Les boîtes noires ont été envoyées en France pour être examinées. L'accident de Lion Air et d'Ethiopian Airlines présentent des similitudes. Dans les deux cas, l'avion était neuf et s'est écrasé peu de temps après le décollage et les appareils ont connu des montées et des descentes irrégulières juste après le décollage. Les soupçons se portent sur le système de stabilisation en vol destiné à éviter un décrochage de l'avion, le "MCAS" (Maneuvering Characteristics Augmentation System), qui n'existe pas sur les B737 classiques, mais qui ont été ajoutés sur la version remotorisée MAX équipée de moteurs plus lourds. Ce système, qui fait piquer du nez l'avion pour éviter un décrochage, est censé se déclencher en cas de sortie du domaine de vol, mais semble néanmoins se déclencher également quand l'avion est dans les limites du domaine de vol en raison de mauvaises données reçues. Selon un pilote, ceci peut venir d'un dysfonctionnement des sondes d'incidence (AOA, Angle of Attack sensor) qui envoient de mauvaises informations de vitesse et d'incidence au logiciel, ou par une défaillance du système de remontées des données.

"Après l'accident de Lion Air, Boeing avait publié une consigne demandant aux pilotes confrontés à des problèmes d'incidence ou de vitesse de couper les "trim" pour reprendre l'avion en manuel et se poser le plus rapidement possible. Les "trims" font bouger le plan fixe horizontal de la gouverne", explique à La Tribune un pilote.

La facture peut être salée

La durée de la suspension des vols est donc cruciale pour Boeing. Car elle dictera la  durée de l'interruption des livraisons. A raison de 52 avions livrés par mois et 57 à partir de juin (un B737 MAX 8 ou MAX 9 valant au prix catalogue entre 125 et 130 millions de dollars), la perte de chiffre d'affaires peut-être considérable en cas de suspension longue. L'essentiel en effet de la facture est payée au moment de la livraison. Par ailleurs, les compagnies impactées (celles qui ont reçu les 371 appareils aujourd'hui cloués au sol et celles qui devaient les recevoir prochainement) exigeront des compensations financières. Les négociations porteront notamment sur les frais de location d'avions pour remplacer les B737 MAX et sur le surcoût opérationnel de ces appareils de substitution. Une galère pour trouver les avions dans la mesure où l'on va rentrer dans la saison estivale dans le transport aérien (fin mars - fin octobre), synonyme de forte activité.

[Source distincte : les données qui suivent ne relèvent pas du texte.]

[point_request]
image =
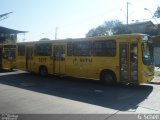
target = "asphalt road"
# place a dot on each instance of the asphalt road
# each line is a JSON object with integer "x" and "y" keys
{"x": 25, "y": 93}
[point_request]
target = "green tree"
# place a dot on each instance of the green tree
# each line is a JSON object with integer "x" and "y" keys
{"x": 112, "y": 27}
{"x": 157, "y": 12}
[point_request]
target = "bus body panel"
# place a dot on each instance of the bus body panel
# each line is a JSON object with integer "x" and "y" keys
{"x": 126, "y": 64}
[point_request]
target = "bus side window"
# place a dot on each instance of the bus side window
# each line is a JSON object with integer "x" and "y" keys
{"x": 21, "y": 50}
{"x": 104, "y": 48}
{"x": 43, "y": 49}
{"x": 83, "y": 48}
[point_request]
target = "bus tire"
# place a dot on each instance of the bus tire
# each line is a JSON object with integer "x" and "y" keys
{"x": 43, "y": 71}
{"x": 108, "y": 77}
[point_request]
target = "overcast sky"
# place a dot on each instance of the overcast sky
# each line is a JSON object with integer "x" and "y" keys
{"x": 72, "y": 17}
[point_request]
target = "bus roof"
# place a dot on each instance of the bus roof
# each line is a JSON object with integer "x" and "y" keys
{"x": 87, "y": 38}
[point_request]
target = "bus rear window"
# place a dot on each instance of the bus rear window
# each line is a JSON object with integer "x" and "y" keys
{"x": 104, "y": 48}
{"x": 21, "y": 50}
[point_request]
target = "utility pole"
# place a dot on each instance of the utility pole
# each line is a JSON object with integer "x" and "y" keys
{"x": 151, "y": 14}
{"x": 56, "y": 33}
{"x": 127, "y": 13}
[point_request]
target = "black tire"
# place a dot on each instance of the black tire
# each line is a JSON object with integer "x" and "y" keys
{"x": 43, "y": 71}
{"x": 108, "y": 78}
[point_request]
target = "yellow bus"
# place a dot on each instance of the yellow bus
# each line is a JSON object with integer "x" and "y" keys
{"x": 1, "y": 49}
{"x": 112, "y": 59}
{"x": 8, "y": 56}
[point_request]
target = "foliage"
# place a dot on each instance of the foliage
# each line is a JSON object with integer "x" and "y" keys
{"x": 157, "y": 13}
{"x": 112, "y": 27}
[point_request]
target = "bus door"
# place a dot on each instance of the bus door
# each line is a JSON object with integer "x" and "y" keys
{"x": 128, "y": 62}
{"x": 59, "y": 59}
{"x": 29, "y": 57}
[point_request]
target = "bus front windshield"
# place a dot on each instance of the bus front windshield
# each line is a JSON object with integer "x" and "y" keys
{"x": 147, "y": 53}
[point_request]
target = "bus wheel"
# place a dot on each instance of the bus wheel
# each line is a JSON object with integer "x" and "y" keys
{"x": 108, "y": 77}
{"x": 43, "y": 71}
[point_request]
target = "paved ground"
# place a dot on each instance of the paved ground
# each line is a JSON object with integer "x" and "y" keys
{"x": 21, "y": 92}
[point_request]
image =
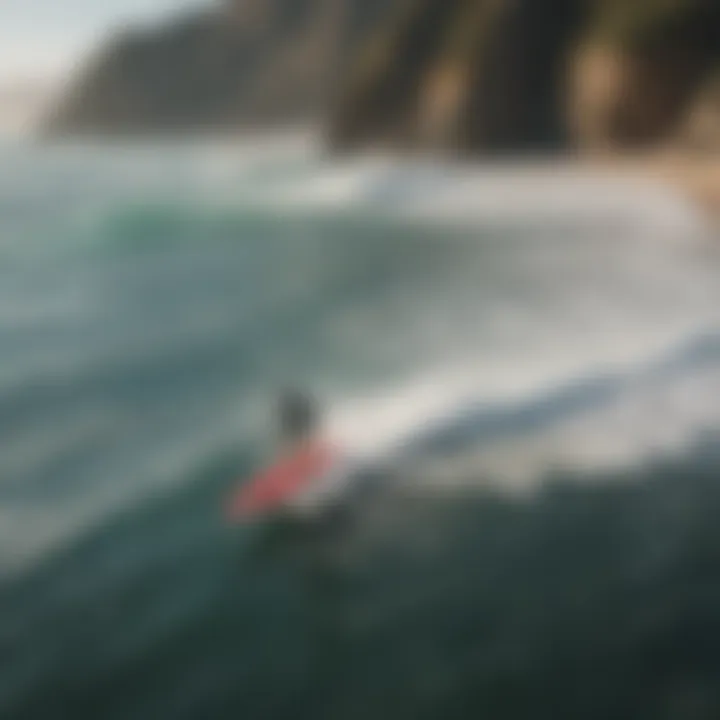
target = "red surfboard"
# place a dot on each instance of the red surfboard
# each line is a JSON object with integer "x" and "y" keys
{"x": 283, "y": 481}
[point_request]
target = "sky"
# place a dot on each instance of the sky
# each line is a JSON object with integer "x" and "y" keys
{"x": 44, "y": 39}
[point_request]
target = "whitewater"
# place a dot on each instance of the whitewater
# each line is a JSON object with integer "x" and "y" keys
{"x": 154, "y": 298}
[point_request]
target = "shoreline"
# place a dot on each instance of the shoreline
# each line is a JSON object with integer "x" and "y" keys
{"x": 696, "y": 178}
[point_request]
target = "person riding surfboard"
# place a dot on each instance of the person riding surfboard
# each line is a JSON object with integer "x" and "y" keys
{"x": 303, "y": 459}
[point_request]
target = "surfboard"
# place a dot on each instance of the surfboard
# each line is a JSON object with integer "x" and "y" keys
{"x": 284, "y": 482}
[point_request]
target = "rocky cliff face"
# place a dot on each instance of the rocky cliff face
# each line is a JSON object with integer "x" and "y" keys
{"x": 530, "y": 75}
{"x": 242, "y": 62}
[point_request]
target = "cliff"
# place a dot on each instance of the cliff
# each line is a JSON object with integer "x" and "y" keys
{"x": 530, "y": 75}
{"x": 242, "y": 62}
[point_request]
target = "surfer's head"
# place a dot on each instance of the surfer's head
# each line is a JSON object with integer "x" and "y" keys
{"x": 298, "y": 415}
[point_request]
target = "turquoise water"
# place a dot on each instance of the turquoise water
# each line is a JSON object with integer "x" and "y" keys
{"x": 538, "y": 353}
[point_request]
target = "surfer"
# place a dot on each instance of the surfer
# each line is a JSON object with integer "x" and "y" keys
{"x": 303, "y": 461}
{"x": 298, "y": 419}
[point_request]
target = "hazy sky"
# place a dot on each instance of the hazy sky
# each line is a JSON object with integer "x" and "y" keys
{"x": 43, "y": 38}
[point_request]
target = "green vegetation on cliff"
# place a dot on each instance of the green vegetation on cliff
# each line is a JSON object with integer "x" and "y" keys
{"x": 497, "y": 75}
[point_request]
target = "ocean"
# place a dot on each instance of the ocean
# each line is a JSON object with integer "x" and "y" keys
{"x": 535, "y": 348}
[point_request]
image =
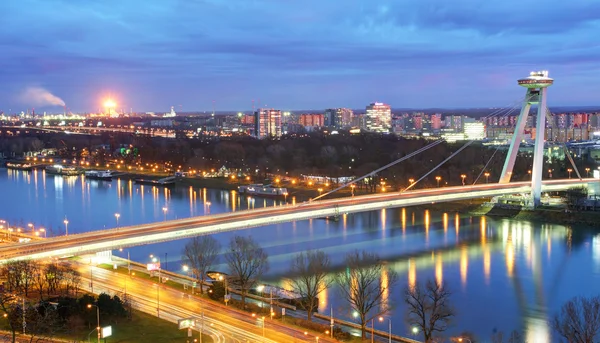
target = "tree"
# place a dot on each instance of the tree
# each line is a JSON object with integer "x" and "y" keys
{"x": 202, "y": 253}
{"x": 428, "y": 308}
{"x": 360, "y": 285}
{"x": 247, "y": 262}
{"x": 9, "y": 308}
{"x": 309, "y": 270}
{"x": 579, "y": 320}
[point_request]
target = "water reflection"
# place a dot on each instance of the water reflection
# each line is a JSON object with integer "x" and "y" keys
{"x": 522, "y": 270}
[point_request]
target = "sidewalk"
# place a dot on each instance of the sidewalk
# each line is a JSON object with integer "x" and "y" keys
{"x": 318, "y": 318}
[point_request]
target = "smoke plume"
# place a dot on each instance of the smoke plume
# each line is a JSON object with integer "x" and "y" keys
{"x": 38, "y": 96}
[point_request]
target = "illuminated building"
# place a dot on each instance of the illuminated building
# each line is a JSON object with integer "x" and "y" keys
{"x": 378, "y": 117}
{"x": 267, "y": 123}
{"x": 338, "y": 117}
{"x": 311, "y": 120}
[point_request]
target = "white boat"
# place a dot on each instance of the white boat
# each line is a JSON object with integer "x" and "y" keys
{"x": 262, "y": 190}
{"x": 98, "y": 174}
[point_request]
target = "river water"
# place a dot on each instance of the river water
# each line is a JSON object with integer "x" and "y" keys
{"x": 504, "y": 274}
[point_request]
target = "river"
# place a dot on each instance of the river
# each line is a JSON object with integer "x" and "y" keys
{"x": 504, "y": 274}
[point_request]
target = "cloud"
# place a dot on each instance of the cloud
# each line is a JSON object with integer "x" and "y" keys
{"x": 38, "y": 96}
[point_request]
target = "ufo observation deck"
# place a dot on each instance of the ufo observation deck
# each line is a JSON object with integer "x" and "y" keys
{"x": 538, "y": 79}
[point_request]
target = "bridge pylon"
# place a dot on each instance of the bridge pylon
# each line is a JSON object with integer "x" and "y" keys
{"x": 536, "y": 84}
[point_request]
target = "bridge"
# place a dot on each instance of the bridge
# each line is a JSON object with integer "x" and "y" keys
{"x": 110, "y": 239}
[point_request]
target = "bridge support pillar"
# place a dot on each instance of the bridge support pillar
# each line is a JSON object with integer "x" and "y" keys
{"x": 536, "y": 85}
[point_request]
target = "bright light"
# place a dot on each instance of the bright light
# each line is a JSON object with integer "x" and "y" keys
{"x": 109, "y": 103}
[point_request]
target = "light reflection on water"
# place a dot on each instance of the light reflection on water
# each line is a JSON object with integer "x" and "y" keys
{"x": 517, "y": 268}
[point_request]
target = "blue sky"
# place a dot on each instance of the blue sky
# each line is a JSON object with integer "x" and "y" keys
{"x": 295, "y": 54}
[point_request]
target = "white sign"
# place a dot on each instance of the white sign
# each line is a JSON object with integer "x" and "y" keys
{"x": 153, "y": 266}
{"x": 106, "y": 331}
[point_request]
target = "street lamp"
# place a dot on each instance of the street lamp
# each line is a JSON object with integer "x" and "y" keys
{"x": 97, "y": 317}
{"x": 389, "y": 326}
{"x": 154, "y": 259}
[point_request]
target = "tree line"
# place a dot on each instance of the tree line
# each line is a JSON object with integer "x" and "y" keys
{"x": 314, "y": 154}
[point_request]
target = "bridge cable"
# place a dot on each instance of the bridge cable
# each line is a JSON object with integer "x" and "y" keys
{"x": 494, "y": 154}
{"x": 439, "y": 165}
{"x": 414, "y": 153}
{"x": 567, "y": 152}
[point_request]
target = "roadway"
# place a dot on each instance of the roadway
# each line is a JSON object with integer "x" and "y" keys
{"x": 223, "y": 324}
{"x": 111, "y": 239}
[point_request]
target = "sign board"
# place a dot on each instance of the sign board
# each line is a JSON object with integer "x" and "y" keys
{"x": 153, "y": 266}
{"x": 186, "y": 323}
{"x": 106, "y": 331}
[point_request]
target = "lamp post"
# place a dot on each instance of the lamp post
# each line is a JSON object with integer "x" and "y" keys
{"x": 381, "y": 318}
{"x": 154, "y": 259}
{"x": 128, "y": 261}
{"x": 97, "y": 318}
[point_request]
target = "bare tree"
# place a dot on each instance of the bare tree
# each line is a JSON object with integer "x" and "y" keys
{"x": 247, "y": 262}
{"x": 202, "y": 253}
{"x": 579, "y": 320}
{"x": 428, "y": 308}
{"x": 362, "y": 286}
{"x": 309, "y": 277}
{"x": 9, "y": 308}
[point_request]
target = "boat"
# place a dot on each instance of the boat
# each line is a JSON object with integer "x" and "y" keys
{"x": 165, "y": 182}
{"x": 263, "y": 190}
{"x": 98, "y": 174}
{"x": 59, "y": 169}
{"x": 21, "y": 165}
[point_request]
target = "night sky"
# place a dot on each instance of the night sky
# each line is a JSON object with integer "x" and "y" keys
{"x": 294, "y": 54}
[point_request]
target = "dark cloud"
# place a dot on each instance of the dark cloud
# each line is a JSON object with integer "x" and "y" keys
{"x": 305, "y": 54}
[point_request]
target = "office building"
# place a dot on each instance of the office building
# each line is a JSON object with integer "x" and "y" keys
{"x": 267, "y": 123}
{"x": 378, "y": 117}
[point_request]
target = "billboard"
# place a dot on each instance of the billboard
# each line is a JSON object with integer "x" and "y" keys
{"x": 153, "y": 266}
{"x": 106, "y": 331}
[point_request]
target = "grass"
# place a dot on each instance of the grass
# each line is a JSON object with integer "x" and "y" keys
{"x": 142, "y": 328}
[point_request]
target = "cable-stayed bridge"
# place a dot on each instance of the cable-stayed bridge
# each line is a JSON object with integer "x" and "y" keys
{"x": 103, "y": 240}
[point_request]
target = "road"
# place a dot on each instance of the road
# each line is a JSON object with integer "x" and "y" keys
{"x": 110, "y": 239}
{"x": 223, "y": 324}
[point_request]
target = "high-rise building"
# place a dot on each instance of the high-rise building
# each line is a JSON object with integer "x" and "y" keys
{"x": 338, "y": 117}
{"x": 267, "y": 123}
{"x": 311, "y": 120}
{"x": 379, "y": 117}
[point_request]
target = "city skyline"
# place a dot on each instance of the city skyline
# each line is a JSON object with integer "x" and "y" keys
{"x": 227, "y": 55}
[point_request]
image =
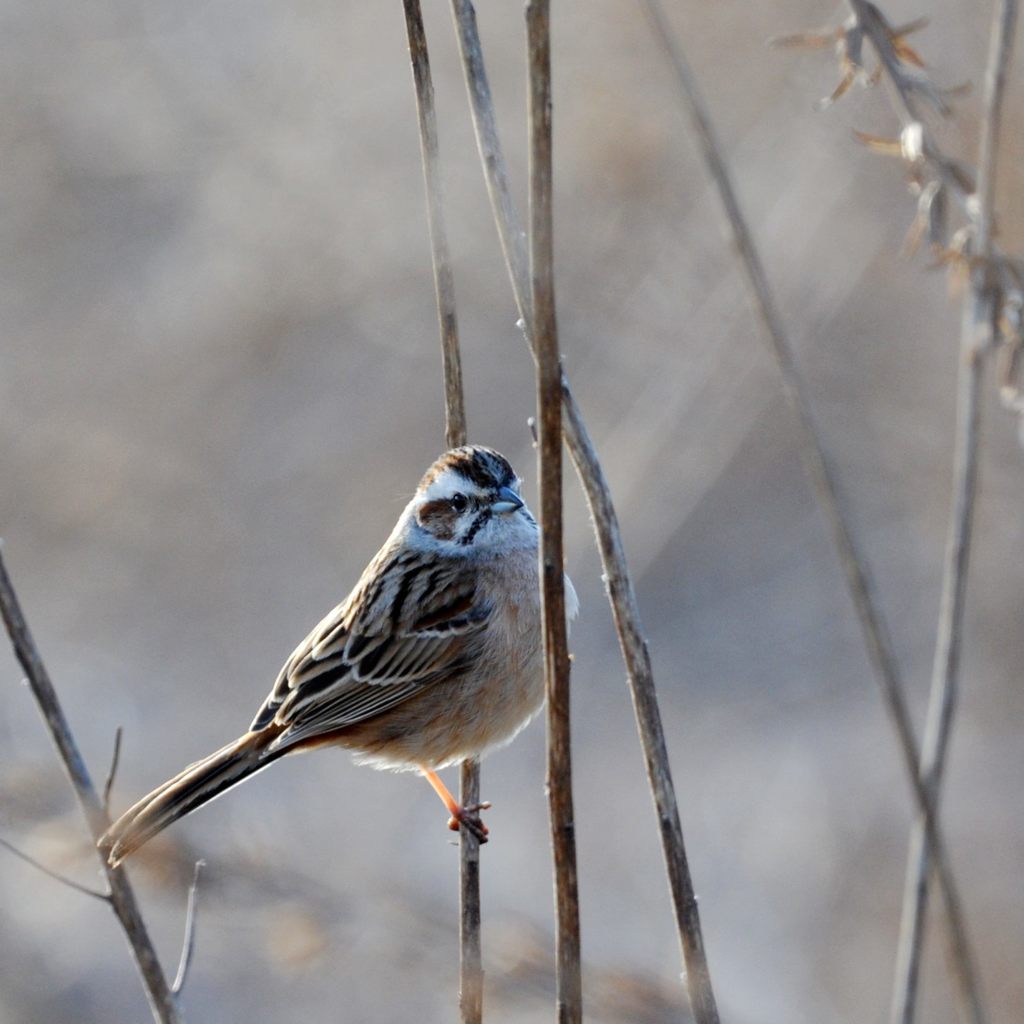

Par ailleurs, une interruption longue des livraisons entraînera un chamboulement du calendrier de livraisons. Avec à la clé de fortes pénalités à payer aux compagnies aériennes. Elles seraient d'autant plus élevées que le nombre d'avions et de clients de cet avion est important. Plus de 4.000 appareils sont en commande.

À cela s'ajoute évidemment le risque d'annulation de commandes. Une telle interruption des livraisons pourrait également faire le jeu de l'A320Neo d'Airbus, au moins à court terme. Airbus peut en effet en profiter pour "aller chercher des parts de marché" sur des clients traditionnels de Boeing.